IMA probe into deaths of doctors in Bihar points to multiple causes
Continuous work without any leave, administration of just one vaccine, lack of oxygen and ventilators during the peak of the second wave, poor infection control in hospitals and inferior quality of PPE kits and other protective gear are some of the reasons that have emerged to account for the increased fatality of doctors during the second wave of the Covid-19 pandemic. The reasons emerged after an investigation carried out by a committee formed by the Indian Medical Association (IMA), Bihar Branch.
With nearly 100 doctors from Bihar succumbing to the infection during the second wave of the pandemic - more than three times the figure during the first wave last year - the IMA had on May 21 constituted an eight-member committee to investigate the reasons behind the high fatality rate of doctors. As part of the investigation, the committee distributed forms in a prescribed format to the family members of the deceased doctors to elicit their response on certain issues.
IMA president elect Dr Shahjanand Prasad Singh said lack of oxygen and ventilator availability during the peak pandemic period also affected doctors, who worked without breaks both in the government set up and private set up at the call of chief minister Nitish Kumar and health minister Mangal Pandey. “Patna alone has over two hundred private hospitals, but only 90 could get oxygen supply. Some big hospitals also could not get oxygen supply. However, dedicated to their service and bound by the Hippocratic oath, they kept working. Sometimes social distancing also could not be maintained with patients, as the doctors kept their doors open. Sometimes the doctors also fumbled by not wearing masks properly or removing it,” he added.
Singh said the doctors who had taken both the doses of vaccines were relatively safer, while those who could not take the second dose for whatever reasons and kept working despite risks seemed to fall prey to Covid-19. “There have also been instances of secondary infection or blood clots in chests. It is a fact that this time there was an explosion of cases within a short period, but the doctors and healthcare workers responded to the challenge with full devotion even at the cost of huge risk,” he added.

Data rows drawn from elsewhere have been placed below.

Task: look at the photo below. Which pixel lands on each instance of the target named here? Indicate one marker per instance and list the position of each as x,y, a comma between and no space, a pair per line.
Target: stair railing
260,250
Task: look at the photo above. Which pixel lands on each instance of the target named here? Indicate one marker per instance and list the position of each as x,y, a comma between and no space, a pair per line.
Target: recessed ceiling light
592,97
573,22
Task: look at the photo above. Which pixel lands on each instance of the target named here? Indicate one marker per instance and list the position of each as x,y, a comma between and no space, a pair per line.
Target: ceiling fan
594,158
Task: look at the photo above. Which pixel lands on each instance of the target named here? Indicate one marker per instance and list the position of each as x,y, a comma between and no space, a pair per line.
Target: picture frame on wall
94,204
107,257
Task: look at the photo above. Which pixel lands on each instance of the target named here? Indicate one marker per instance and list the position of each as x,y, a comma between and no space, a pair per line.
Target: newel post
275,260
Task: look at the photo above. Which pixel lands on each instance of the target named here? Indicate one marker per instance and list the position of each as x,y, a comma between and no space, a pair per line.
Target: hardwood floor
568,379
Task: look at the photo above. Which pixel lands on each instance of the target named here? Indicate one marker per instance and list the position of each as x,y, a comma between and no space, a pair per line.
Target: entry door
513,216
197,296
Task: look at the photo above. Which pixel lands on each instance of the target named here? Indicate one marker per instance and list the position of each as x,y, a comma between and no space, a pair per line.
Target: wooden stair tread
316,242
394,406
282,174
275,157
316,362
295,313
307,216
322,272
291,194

Dr. Sunil Kumar, state secretary of the IMA and a member of the investigation committee, said the responses through the forms given to the family members of the deceased doctors had started arriving. “The reasons that are emerging point to continuous work, inferior quality of PPE kits and poor infection control, while several doctors have been found to have taken just one dose of vaccine. More responses are awaited. Once all the responses come, we will put the report in the public domain,” he added.
Last year, a Central team visiting Bihar’s first dedicated coronavirus disease (Covid-19) facility, Nalanda Medical College & Hospital (NMCH), in Patna, had flagged poor infection control in hospitals and underlined the need to provide a safer working environment to instil confidence among frontline healthcare workers, especially doctors. Later, training programmes were also organised for doctors and healthcare workers to improve safety for them.
Dr Sunil Kumar, who had released a full list of deceased doctors from Bihar, said that the high fatality rate was a cause of concern and therefore, the IMA had decided to investigate the matter so that timely steps could be taken in future.